Biografia
Gianni Amelio (nato il 20 gennaio 1945; Catanzaro) è un regista italiano. Il suo film "Come ridevamo" (1998) ha vinto il Leone d'Oro alla 55esima Mostra del Cinema di Venezia.
Amelio è nato a San Pietro di Magisano, provincia di Catanzaro, Calabria. Suo padre si è trasferito in Argentina subito dopo la sua nascita. Ha trascorso la giovinezza e l'adolescenza con la madre e la nonna. L'assenza di una figura paterna sarà una costante nelle opere future di Amelio. Durante gli studi universitari di filosofia a Messina, Amelio si interessa al cinema, scrivendo come critico cinematografico per una rivista locale.
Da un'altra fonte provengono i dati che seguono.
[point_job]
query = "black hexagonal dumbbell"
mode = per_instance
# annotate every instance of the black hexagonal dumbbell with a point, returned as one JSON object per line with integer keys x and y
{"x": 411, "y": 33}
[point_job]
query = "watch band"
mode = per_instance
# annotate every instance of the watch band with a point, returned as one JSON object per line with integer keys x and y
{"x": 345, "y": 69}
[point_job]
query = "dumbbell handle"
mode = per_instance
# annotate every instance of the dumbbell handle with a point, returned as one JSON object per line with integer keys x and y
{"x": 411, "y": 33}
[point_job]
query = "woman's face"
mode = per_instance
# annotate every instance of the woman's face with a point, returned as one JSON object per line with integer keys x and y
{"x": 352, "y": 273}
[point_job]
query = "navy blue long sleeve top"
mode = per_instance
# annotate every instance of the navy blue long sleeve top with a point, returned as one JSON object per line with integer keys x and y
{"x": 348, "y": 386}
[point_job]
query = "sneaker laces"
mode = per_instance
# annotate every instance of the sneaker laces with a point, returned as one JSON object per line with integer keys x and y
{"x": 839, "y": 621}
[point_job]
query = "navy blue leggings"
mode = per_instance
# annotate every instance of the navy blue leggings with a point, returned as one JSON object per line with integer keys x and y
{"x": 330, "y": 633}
Nel 1965 si trasferisce a Roma, dove lavora come operatore e aiuto regista per personaggi come Liliana Cavani e Vittorio De Seta. Ha lavorato anche per la televisione, dirigendo documentari e pubblicità.
Il primo lavoro importante di Amelio è il film TV "Sun City", diretto nel 1973 per la RAI e ispirato all'opera di Tommaso Campanella. Seguono "Il cinema secondo Bertolucci" (1976), documentario sulle riprese del "1900", e il thriller "Effetti speciali" (1978). Due anni dopo dirige il giallo "Morte sul lavoro" (1978), premiato ai festival di Locarno e Hyères. Anche "Il piccolo Archimede" del 1979 fu acclamato dalla critica. Nel 1982 esordisce nel cinema vero e proprio con "Colpo al cuore" (1982), sul terrorismo italiano, presentato alla Mostra del Cinema di Venezia. Nel 1987 Amelio pubblica "I ragazzi di Via Panisperna", sulla vita di fisici italiani del 1930 come Enrico Fermi ed Edoardo Amaldi, che vince il premio per la migliore sceneggiatura al Festival di Bari. "Porte Aperte" del 1989, con Gian Maria Volonté, ha confermato lo status di Amelio come uno dei migliori registi italiani e ha vinto una nomination come miglior film straniero agli Academy Awards del 1991. Il film ha ricevuto anche quattro Felix, due Nastri d'Argento, quattro David di Donatello e tre Golden Globe. Di successo ha avuto anche "La rapina dei ragazzi" del 1992, che si è aggiudicato il Premio Speciale della Giuria al Festival di Cannes 1992 più due Nastri d'Argento e 5 David di Donatello. Nel 1994 "Lamerica", sull'immigrazione albanese in Italia, bissò la sorte e il successo, con 2 Nastri d'Argento e 3 David. Quattro anni dopo, "The Way We Laughed" vinse il Leone d'Oro alla Mostra del Cinema di Venezia. Amelio ha vinto un altro Nastro d'Argento come miglior regista per "Le chiavi di casa", ispirato a un romanzo di Giuseppe Pontiggia, del 2004. Amelio è stato membro della giuria al Festival di Cannes nel 1995. Nel 2006 è uscito il suo ottavo lungometraggio. , "La stella scomparsa", con Sergio Castellitto. Dal 2009 al 2012 è stato direttore del Torino Film Festival, Torino.
Amelio ha dichiarato gay in tarda età, poco prima dell'uscita del suo documentario del 2014 "Happy to be Different".